How do Data Science UA and Kanerika differ in pricing?
Data Science UA uses recruitment fee for direct hires; monthly fee for managed or augmented teams; rates on request pricing. Kanerika uses per-consultant monthly or hourly billing by delivery location; rates on request pricing. Neither firm publishes a full rate card; a discovery call is required for project-specific quotes.
Which is better for enterprise: Data Science UA or Kanerika?
Data Science UA is the larger team and typically the better enterprise-scale choice. For very large programmes, verify team size and compliance coverage directly with each company before shortlisting.
What are the main differences between Data Science UA and Kanerika?

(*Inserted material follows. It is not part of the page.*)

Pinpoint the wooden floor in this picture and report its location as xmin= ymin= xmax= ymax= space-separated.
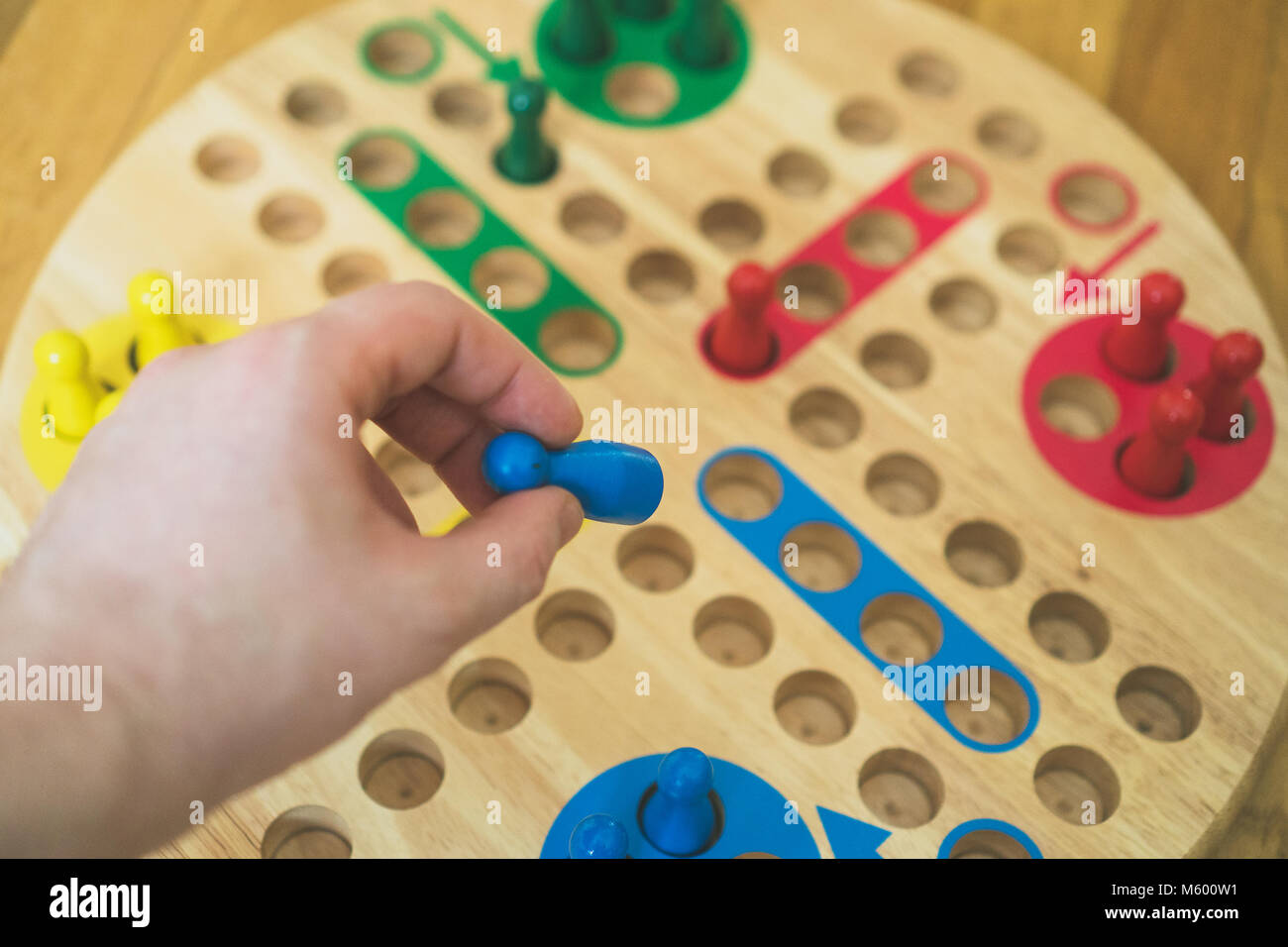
xmin=0 ymin=0 xmax=1288 ymax=857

Data Science UA's primary differentiator is: recruiting from Ukraine's largest AI community, with managed teams as an option. Kanerika's primary differentiator is: three delivery models under one contract, from Austin, Argentina and India. They also differ in team size (50–100 (80+ AI experts per company) vs 201–500), minimum engagement (Not published vs Not published), and primary industries served (Software & SaaS, Fintech vs Manufacturing, Healthcare).
Verify all details directly with each company before making a decision.